Parahnya Jinhyuk menahan Wooseok yang sudah bangkit karena tidak enak kepada Jeno dan seenak jidatnya memberitahu jika cafe di dekat perempatan pertama dari sini memiliki menu sarapan yang lezat. Memberikan beberapa lembar uang, kemudian menarik Wooseok untuk melanjutkan acara cuddling mereka. Benar-benar kakak yang baik, Jeno sampai terharu.

Suara gemerincing lonceng membuat Jeno segera mengatur raut wajahnya, dia tidak boleh menunjukkan raut masamnya kepada orang yang tidak bersangkutan.

"Selamat datang," sapa pelayan yang berada di balik counter dengan ramah, membuat Jeno tersenyum tipis. Sebenarnya karena bau roti yang membuat perutnya bergejolak dan membasahi bibir—gestur lapar maksudnya.

"Fry-up satu," pesan Jeno sebelum pelayan sempat menanyakan pesanannya.

"Maaf? Fry-up di jam sebelas siang?"

Jeno mengernyit penasaran kenapa orang di depannya ini yang terbalut apron bewarna sama dengan kotak-kotak lampu di atas kepala menatapnya seolah, 'Seriously?'. Memang aneh ketika ada pelanggan yang memesan fry-up? Itukan menu sarapan, lagipula jika aneh, kenapa makanan itu disediakan? Namun, dia pura-pura tidak peduli. "Bisa kuganti kopinya dengan segelas susu?"

Pelayan itu tampak gelapan setelah tidak bisa mengontrol raut herannya. Jeno masih tidak tahu kenapa saat sang pelayan bertanya, "Tentu. Susu sapi untuk menyempurnakan nutrisi?" Jeno mengangguk. Mengulangi ucapan tanpa nada tanya.

Untuk beberapa saat, si pelayan sibuk bergumam di salah satu corong yang diduga sebagai penghubung komunikasi antara ruang depan dan dapur. Mungkin, kerjanya sama dengan telepon kaleng. Cafe ini memang unik sesuai yang dikatakan Jinhyuk. Seratus untuk eksteriornya, seratus untuk interiornya, seratus untuk warna pastel yang berpancarona dengan hijaunya tanaman, seratus untuk aroma pastry berpadu dengan harum kopi, tetapi limapuluh untuk pelayanannya.

Berbicara tentang pelayan, Jeno teringat sesuatu, "Permisi, apa kita pernah bertemu sebelumnya?" Dia melirik ke arah pin nama yang menggantung di apron sang pelayan, 'Na Jaemin'. Pernah dengar di mana ya? Tetapi wajahnya seperti tidak asing.

"Oh, saya sering di sini. Mungkin Anda salah satu pelanggan dan pernah bertemu saya?" tanya Jaemin dengan senyum ramah yang sepertinya selalu tersungging di manapun, mungkin juga karena kode etik. Jeno menggeleng, menggumamkan nama orang di depannya yang dibalas dengan lirikan ke arah pin nama, seolah berkata, "Iya, saya Jaemin. Semua orang tahu itu jika melihat ini, di pin tertulis nama saya Na Jaemin."

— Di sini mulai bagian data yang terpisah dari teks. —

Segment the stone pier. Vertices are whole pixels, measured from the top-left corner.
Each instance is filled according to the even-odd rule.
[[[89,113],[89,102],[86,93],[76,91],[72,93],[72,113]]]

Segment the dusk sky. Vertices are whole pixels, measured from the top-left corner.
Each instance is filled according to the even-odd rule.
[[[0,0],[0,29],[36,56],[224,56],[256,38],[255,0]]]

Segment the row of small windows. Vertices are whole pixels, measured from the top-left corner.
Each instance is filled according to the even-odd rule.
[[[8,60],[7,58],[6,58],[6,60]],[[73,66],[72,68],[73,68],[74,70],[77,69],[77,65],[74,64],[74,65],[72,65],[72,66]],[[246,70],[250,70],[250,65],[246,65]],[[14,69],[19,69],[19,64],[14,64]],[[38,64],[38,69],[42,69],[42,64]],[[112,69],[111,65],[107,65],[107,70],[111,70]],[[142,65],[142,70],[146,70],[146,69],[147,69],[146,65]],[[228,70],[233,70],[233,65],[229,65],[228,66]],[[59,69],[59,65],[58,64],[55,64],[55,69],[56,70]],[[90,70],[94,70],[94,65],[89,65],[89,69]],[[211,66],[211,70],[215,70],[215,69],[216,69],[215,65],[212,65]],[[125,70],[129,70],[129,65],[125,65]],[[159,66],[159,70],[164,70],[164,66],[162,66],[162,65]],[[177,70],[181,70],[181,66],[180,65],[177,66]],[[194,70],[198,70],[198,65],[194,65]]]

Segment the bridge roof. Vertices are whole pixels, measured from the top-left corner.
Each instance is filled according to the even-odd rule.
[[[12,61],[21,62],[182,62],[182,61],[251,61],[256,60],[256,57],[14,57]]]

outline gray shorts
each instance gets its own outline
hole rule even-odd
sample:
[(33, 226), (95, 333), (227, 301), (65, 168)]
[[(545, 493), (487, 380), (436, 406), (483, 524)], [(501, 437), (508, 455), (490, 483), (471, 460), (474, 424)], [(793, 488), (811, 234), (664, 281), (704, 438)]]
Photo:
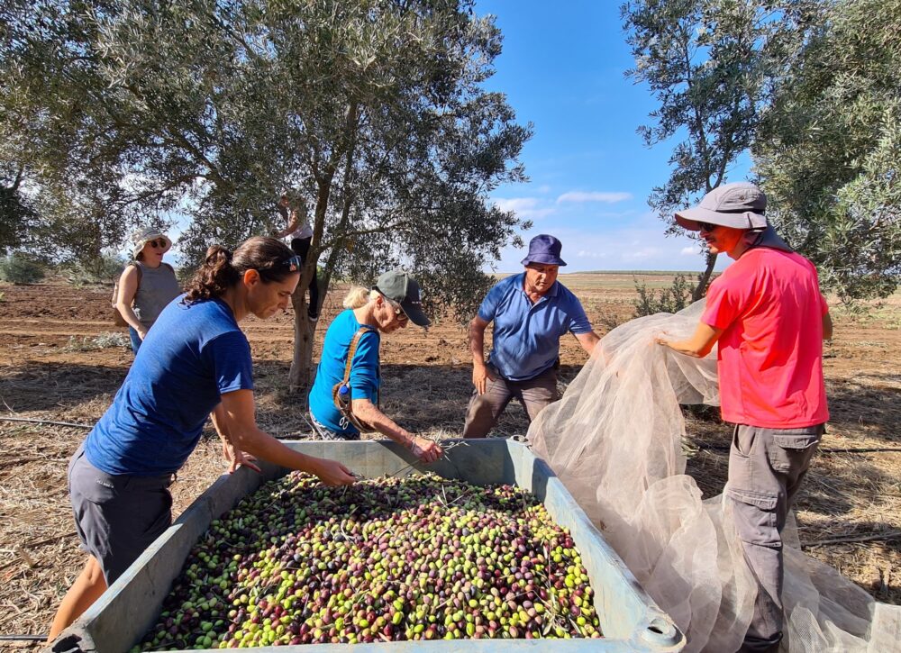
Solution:
[(84, 444), (68, 464), (68, 492), (81, 548), (94, 556), (107, 586), (172, 523), (171, 474), (110, 475), (85, 457)]
[(345, 433), (338, 431), (332, 431), (332, 429), (325, 426), (315, 418), (313, 414), (313, 411), (310, 411), (310, 423), (313, 424), (313, 429), (315, 431), (316, 435), (323, 440), (343, 440), (347, 441), (359, 440), (359, 431), (357, 431), (356, 433)]

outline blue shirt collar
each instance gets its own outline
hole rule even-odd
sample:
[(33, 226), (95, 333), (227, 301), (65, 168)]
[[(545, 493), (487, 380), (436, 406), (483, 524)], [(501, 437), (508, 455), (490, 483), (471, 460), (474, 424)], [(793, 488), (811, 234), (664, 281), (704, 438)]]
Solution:
[[(525, 294), (525, 273), (524, 272), (521, 272), (519, 274), (519, 277), (520, 277), (520, 279), (517, 282), (517, 284), (518, 284), (517, 287), (519, 287), (519, 292), (521, 292), (523, 295), (525, 295), (525, 298), (528, 299), (529, 295)], [(555, 280), (553, 286), (551, 286), (551, 289), (548, 290), (548, 292), (546, 292), (544, 295), (542, 295), (539, 298), (539, 300), (537, 302), (535, 302), (535, 304), (532, 304), (532, 305), (538, 305), (542, 302), (543, 302), (543, 301), (545, 301), (545, 300), (547, 300), (547, 299), (549, 299), (551, 297), (556, 297), (558, 295), (558, 294), (560, 293), (560, 280), (559, 279)]]

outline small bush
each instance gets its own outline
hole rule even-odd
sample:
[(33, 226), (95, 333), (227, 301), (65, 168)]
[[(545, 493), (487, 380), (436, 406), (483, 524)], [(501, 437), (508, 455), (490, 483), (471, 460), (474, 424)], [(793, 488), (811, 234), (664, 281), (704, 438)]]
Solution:
[(122, 331), (106, 331), (94, 336), (85, 336), (78, 340), (75, 336), (68, 339), (66, 351), (96, 351), (113, 347), (131, 347), (132, 340), (127, 333)]
[(114, 254), (93, 260), (77, 261), (66, 267), (66, 278), (75, 286), (113, 282), (119, 278), (125, 261)]
[(44, 267), (22, 252), (0, 258), (0, 278), (13, 284), (34, 284), (44, 278)]
[(660, 288), (659, 292), (649, 290), (644, 282), (639, 284), (635, 279), (635, 290), (638, 291), (638, 299), (633, 302), (635, 317), (653, 315), (655, 313), (678, 313), (692, 303), (695, 287), (696, 285), (682, 274), (676, 275), (669, 288)]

Jeno diam sebentar, mengacuhkan tangan Jaemin yang menggantung di udara untuk mengembalikan uang berlebih yang dibayarkan si pelanggan. Jeno diam untuk menggali ingatannya. Ingatannya tidak buruk, tetapi jika tidak penting, sia-sia memasukkannya ke dalam memori. Namun, rasanya tidak asing. Seperti pertemuan singkat dan Jeno pernah berjanji untuk tidak lupa. Dia hati-hati mengambil kembaliannya, menilik sebentar wajah Jaemin lebih dekat; masih tersenyum ramah dengan sabar menunggunya untuk duduk di salah satu kursi.

Ah, benar. Senyuman. Bagaimana bisa dia lupa? "Di gereja," kata singkat Jeno membuat Na Jaemin berceletuk maaf, "laki-laki berseragam sekolah Gosei yang dikejar dan bersembunyi di gereja. Membuka pintu dengan kasar sampai menganggu waktu berdoa laki-laki lainnya. Mengenalkan diri sebagai Na Jaemin dan di akhir pertemuan berkata jika tidak percaya Tuhan." Dia memperhatikan lekat-lekat perubahan ekspresi orang di depannya, "Itu kau, kan?"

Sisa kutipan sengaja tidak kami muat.